Rami Malek is reportedly in talks to play comedy genius Buster Keaton credit:Bang Showbiz
Rami Malek is reportedly in talks to play comedy genius Buster Keaton credit:Bang Showbiz

Rami Malek is reportedly in talks to play comedy genius Buster Keaton.

The 41-year-old actor has entered negotiations to play the silent movie legend, and will also serve as a producer in the Warner Bros. Television miniseries, Deadline reports.

'The Batman' filmmaker Matt Reeves will helm the project, and his own 6th+Idaho Productions will also produce, along with David Weddle.

The studio are negotiating for the rights to James Curtis' 2022 biography ‘Buster Keaton: A Filmmaker’s Life’ to base the project on, with 'Succession' writer Ted Cohen in talks to pen the script and executive produce the series.

Buster was nicknamed “The Great Stone Face” due to keeping a wide-eyed, deadpan expression despite calamities from car crashes to out-of-control trains and cyclones bombarding him on screen.
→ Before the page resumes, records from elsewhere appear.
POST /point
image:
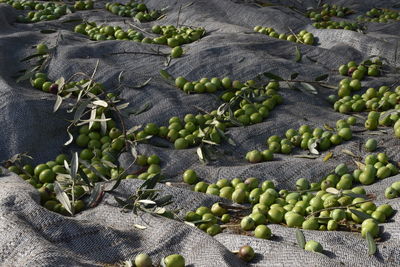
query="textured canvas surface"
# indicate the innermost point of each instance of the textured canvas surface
(31, 235)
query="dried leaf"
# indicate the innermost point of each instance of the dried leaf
(298, 55)
(328, 156)
(301, 240)
(63, 198)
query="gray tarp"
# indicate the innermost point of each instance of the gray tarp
(31, 235)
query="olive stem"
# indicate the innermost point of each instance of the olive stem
(340, 207)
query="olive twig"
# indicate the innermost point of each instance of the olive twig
(340, 207)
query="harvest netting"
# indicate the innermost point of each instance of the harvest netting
(223, 133)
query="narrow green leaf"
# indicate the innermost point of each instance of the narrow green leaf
(272, 76)
(74, 165)
(306, 156)
(301, 240)
(321, 77)
(166, 75)
(58, 103)
(371, 244)
(63, 198)
(48, 31)
(294, 75)
(309, 88)
(30, 57)
(96, 195)
(298, 55)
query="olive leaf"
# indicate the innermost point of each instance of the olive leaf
(309, 88)
(294, 75)
(313, 147)
(95, 195)
(48, 31)
(332, 190)
(143, 84)
(298, 55)
(74, 165)
(301, 240)
(348, 152)
(329, 128)
(371, 244)
(306, 156)
(31, 56)
(321, 77)
(328, 156)
(63, 198)
(272, 76)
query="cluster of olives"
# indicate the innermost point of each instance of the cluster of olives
(40, 11)
(303, 138)
(380, 15)
(103, 32)
(84, 5)
(133, 9)
(174, 260)
(376, 100)
(327, 11)
(100, 151)
(256, 156)
(383, 119)
(351, 26)
(313, 206)
(393, 191)
(303, 36)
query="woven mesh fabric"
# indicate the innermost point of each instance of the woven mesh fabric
(31, 235)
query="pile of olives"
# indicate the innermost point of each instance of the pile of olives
(303, 36)
(327, 11)
(376, 100)
(380, 15)
(42, 11)
(133, 9)
(330, 24)
(393, 191)
(331, 204)
(193, 128)
(100, 151)
(303, 138)
(104, 32)
(171, 36)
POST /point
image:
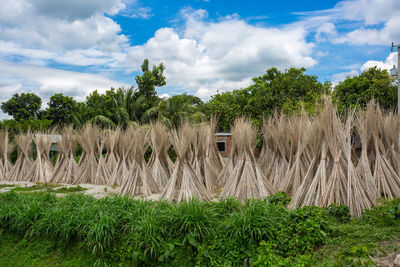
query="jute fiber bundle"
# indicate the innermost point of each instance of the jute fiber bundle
(267, 159)
(213, 157)
(281, 138)
(247, 179)
(364, 167)
(5, 149)
(160, 164)
(358, 198)
(302, 132)
(184, 184)
(66, 169)
(139, 181)
(111, 139)
(125, 149)
(42, 168)
(23, 163)
(88, 138)
(391, 130)
(202, 167)
(103, 174)
(386, 179)
(336, 188)
(312, 189)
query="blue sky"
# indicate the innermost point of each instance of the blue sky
(75, 46)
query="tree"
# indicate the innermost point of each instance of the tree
(176, 109)
(286, 92)
(24, 106)
(227, 107)
(146, 94)
(61, 109)
(357, 91)
(275, 91)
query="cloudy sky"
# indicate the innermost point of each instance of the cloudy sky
(75, 46)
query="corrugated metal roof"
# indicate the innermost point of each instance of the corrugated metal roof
(223, 134)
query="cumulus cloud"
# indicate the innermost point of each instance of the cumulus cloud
(388, 64)
(361, 22)
(223, 55)
(47, 81)
(71, 32)
(339, 77)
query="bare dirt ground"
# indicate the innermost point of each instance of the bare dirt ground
(98, 191)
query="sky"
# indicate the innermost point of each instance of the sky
(207, 46)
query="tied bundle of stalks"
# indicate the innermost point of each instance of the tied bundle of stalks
(5, 149)
(103, 173)
(266, 159)
(139, 181)
(281, 144)
(184, 184)
(42, 168)
(247, 179)
(358, 198)
(23, 163)
(302, 132)
(213, 157)
(336, 188)
(386, 179)
(66, 169)
(111, 139)
(125, 149)
(201, 165)
(160, 164)
(312, 189)
(391, 130)
(364, 166)
(88, 139)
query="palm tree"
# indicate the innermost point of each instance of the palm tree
(173, 111)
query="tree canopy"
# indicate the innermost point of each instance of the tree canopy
(275, 91)
(22, 106)
(357, 91)
(61, 109)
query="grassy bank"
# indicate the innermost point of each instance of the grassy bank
(42, 229)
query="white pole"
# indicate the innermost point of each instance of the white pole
(398, 80)
(398, 91)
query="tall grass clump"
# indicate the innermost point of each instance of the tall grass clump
(152, 233)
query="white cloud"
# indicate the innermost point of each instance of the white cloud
(388, 64)
(356, 22)
(325, 31)
(223, 55)
(47, 81)
(339, 77)
(72, 32)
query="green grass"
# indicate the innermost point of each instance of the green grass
(15, 251)
(6, 185)
(51, 188)
(36, 187)
(66, 190)
(80, 230)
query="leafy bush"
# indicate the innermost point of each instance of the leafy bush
(138, 232)
(339, 212)
(388, 213)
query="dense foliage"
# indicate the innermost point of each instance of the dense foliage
(357, 91)
(275, 91)
(22, 106)
(159, 233)
(123, 231)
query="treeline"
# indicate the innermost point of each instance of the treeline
(273, 92)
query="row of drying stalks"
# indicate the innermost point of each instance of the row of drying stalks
(318, 160)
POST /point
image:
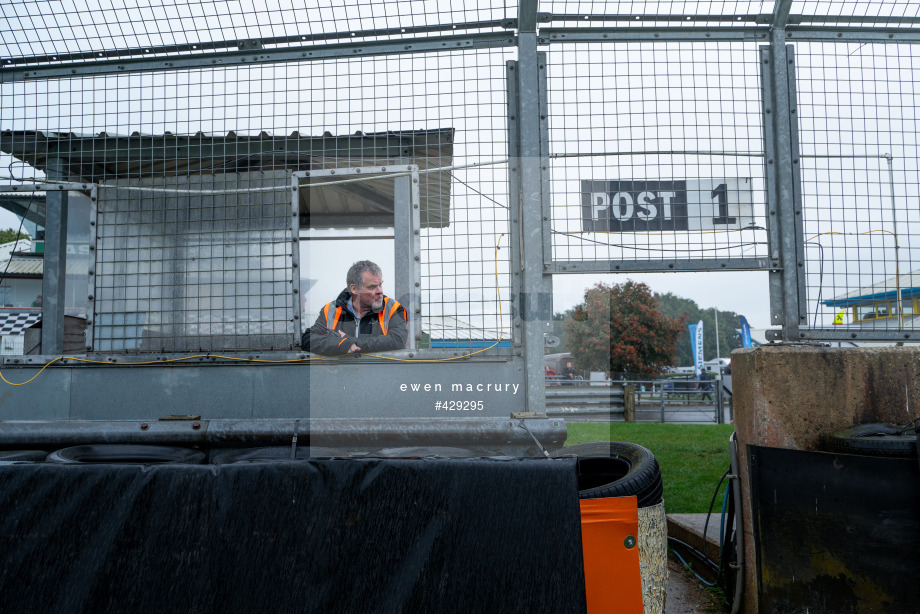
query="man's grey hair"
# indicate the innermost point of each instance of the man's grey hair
(356, 273)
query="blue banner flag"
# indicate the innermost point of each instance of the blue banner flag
(745, 333)
(696, 344)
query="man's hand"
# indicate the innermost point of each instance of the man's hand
(354, 346)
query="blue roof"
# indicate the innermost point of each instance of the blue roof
(861, 299)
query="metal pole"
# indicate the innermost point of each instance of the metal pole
(54, 275)
(662, 403)
(534, 300)
(718, 352)
(897, 246)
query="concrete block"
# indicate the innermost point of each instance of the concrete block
(793, 397)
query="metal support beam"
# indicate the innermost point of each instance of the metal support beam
(260, 56)
(784, 219)
(653, 266)
(55, 262)
(514, 190)
(534, 302)
(407, 239)
(781, 13)
(611, 35)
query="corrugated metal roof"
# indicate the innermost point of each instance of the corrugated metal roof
(33, 267)
(104, 157)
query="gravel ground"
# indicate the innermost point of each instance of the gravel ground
(686, 594)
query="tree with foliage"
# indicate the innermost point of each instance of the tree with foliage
(9, 235)
(729, 323)
(621, 328)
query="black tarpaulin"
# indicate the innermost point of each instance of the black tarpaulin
(449, 535)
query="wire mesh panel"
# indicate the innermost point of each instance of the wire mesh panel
(657, 156)
(444, 112)
(858, 122)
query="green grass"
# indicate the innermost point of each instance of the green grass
(692, 457)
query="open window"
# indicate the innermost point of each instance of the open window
(360, 213)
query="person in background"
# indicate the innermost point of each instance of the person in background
(569, 371)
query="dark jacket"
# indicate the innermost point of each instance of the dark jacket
(319, 340)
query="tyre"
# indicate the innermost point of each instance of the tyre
(274, 454)
(126, 454)
(875, 439)
(616, 469)
(431, 452)
(23, 455)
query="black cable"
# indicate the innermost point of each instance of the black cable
(696, 553)
(711, 503)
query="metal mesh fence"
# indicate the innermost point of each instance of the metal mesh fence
(658, 131)
(444, 112)
(657, 154)
(858, 137)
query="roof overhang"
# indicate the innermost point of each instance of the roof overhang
(104, 158)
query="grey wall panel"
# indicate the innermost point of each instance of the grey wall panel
(333, 389)
(149, 393)
(46, 398)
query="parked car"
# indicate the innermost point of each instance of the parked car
(673, 384)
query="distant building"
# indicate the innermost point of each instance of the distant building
(20, 294)
(879, 306)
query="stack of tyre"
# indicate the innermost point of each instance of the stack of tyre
(9, 457)
(621, 469)
(876, 439)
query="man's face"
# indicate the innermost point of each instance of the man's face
(370, 295)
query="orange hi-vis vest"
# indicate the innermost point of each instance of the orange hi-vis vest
(390, 306)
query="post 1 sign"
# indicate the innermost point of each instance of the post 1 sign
(644, 206)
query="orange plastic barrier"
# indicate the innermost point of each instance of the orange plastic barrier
(609, 536)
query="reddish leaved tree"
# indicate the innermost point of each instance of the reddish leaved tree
(620, 328)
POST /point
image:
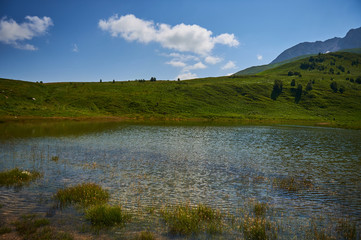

Thought of as the king of the silent movie and one of Hollywood’s finest comedians alongside Charlie Chaplin, he once said about his trademark look: “The more serious I turned, the bigger laugh I got.”

Born in 1895 into a vaudeville family in Kansas, he made his film debut in the 1917 silent comedy film ‘The Butcher Boy’, written, directed by and starring Roscoe ‘Fatty’ Arbuckle.

An inspiration for directors from Orson Welles to Martin Scorsese, his best-known works include the 1926 American civil war comedy ‘The General’, as well as ‘Sherlock Jr.’, ‘Steamboat Bill, Jr.’ and ‘Our Hospitality’.

‘Steamboat Bill Jr.’ features his most famous and much-mimicked stunt, in which he stood motionless as the front of a building collapses forward, leaving Buster standing unharmed and framed by an open window.

As Hollywood made its awkward transition to talkies, camera and special effects pioneer Buster signed a deal with Metro-Goldwyn-Mayer – which he later said hurt his creativity – and battled alcoholism.

The three-times married director and producer, who had two children, branched into TV writing and died aged 70 on 1 February, 1966 from lung cancer in the Woodland Hills neighbourhood of Los Angeles.

Rami, who won the Best Actor Oscar for his portrayal of Queen’s Freddie Mercury in the 2018 biopic of the singer, ‘Bohemian Rhapsody’, also earned a Primetime Emmy Award for Outstanding Lead Actor in a Drama Series in 2016 for his work on ‘Mr. Robot’.